John Newton understood this concept. He made this amazing declaration in one of his hymns: “Thou art coming to a King; great petitions with thee bring; for his grace and power are such, none can ever ask too much.”
Be daring in your prayers. Remember, God took Abraham out of his tent at night and said, “I want you to look up. Can you count the stars?” “No, sir.” “Well,” he said, “so shall be your offspring.” Later God came to Abraham and Sarah and said, “Next year at this time you will have a son.” Sarah laughed in unbelief. After all, she was ninety years of age, barren, and her husband was almost one hundred. But there is nothing impossible for God.
Pray for great spiritual blessings and be filled with the Holy Ghost.

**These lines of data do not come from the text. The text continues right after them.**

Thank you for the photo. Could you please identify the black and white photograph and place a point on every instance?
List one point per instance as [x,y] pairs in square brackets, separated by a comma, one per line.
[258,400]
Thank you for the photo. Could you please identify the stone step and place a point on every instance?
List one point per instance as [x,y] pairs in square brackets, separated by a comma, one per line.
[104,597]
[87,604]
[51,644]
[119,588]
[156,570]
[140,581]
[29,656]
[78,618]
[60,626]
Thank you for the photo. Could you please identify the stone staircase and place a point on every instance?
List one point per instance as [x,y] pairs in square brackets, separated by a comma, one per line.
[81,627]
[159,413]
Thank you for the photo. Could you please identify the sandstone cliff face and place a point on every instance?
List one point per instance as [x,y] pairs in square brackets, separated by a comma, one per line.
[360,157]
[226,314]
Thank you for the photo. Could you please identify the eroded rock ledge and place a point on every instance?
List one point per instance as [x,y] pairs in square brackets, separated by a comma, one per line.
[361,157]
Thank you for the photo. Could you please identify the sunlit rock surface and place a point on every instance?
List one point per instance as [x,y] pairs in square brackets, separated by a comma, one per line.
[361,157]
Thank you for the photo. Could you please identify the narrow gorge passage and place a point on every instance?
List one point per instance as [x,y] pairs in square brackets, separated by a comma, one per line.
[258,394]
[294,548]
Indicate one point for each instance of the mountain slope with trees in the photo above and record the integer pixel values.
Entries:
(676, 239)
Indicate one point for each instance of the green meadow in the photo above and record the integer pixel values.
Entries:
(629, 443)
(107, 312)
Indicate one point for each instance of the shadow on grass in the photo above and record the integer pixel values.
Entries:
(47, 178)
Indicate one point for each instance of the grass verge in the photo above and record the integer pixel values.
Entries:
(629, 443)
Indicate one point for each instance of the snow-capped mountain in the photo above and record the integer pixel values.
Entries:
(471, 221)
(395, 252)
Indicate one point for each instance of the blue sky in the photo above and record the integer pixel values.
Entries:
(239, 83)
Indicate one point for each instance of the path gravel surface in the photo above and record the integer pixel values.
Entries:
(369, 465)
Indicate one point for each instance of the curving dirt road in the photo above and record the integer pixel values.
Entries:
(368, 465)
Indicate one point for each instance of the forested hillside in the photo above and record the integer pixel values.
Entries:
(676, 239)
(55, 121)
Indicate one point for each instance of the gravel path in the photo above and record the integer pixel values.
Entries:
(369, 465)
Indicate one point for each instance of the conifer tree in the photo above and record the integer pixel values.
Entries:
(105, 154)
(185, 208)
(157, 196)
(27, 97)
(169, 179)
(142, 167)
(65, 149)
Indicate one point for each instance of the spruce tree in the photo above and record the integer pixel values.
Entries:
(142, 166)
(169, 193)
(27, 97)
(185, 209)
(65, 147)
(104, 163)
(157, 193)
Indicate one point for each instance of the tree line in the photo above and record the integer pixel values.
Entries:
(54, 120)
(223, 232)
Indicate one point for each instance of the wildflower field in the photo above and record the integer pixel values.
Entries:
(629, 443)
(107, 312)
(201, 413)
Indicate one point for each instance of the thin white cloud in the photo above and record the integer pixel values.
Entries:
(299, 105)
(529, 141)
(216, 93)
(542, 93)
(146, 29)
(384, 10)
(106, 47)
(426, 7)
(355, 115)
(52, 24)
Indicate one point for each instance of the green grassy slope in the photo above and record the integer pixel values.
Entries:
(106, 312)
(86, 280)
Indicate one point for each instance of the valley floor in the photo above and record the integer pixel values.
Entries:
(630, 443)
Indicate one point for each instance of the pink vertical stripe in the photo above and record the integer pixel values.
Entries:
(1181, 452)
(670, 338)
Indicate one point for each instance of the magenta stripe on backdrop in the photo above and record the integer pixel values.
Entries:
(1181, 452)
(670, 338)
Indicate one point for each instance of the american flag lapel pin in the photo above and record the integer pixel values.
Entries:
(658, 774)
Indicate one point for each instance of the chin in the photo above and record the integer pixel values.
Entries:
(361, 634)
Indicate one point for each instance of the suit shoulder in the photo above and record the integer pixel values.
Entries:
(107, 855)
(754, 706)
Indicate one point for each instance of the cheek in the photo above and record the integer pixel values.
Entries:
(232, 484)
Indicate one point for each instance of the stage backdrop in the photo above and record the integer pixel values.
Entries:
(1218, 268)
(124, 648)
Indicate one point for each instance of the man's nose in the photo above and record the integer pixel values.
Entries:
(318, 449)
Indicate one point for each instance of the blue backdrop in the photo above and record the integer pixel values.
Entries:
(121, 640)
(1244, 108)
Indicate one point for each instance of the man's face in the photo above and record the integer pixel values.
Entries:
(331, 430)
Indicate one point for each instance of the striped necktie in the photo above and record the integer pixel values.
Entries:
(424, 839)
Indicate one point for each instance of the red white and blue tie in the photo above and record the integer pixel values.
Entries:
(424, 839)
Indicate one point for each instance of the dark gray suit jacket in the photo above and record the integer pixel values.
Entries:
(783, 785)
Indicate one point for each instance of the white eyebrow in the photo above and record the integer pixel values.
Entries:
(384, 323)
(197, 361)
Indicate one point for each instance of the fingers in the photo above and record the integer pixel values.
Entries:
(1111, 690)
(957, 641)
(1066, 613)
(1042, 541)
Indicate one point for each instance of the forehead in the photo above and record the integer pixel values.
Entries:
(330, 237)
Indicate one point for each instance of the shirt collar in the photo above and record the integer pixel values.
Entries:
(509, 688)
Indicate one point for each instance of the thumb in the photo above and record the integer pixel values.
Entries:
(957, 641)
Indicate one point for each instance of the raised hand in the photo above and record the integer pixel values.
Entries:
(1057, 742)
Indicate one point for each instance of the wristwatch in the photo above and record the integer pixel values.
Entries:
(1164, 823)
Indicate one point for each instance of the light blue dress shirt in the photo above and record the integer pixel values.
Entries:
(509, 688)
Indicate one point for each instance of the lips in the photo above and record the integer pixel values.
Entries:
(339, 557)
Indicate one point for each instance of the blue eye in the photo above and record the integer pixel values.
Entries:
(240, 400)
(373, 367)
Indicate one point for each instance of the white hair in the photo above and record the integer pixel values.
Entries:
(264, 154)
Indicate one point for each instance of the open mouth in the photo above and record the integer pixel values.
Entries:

Pray according to the word of God. Pray as a righteous person. If you are sinning, you cannot pray and will have no faith. Do not just pray for temporal blessings; God will take care of that. Instead, pray that God’s glory be manifested. Pray for hundreds and hundreds of mighty conversions. Expect great things from God and attempt great things for God. God promises, in Psalm 81:10, “Open your mouth wide and I will fill it.” Start living for God, and you shall have power.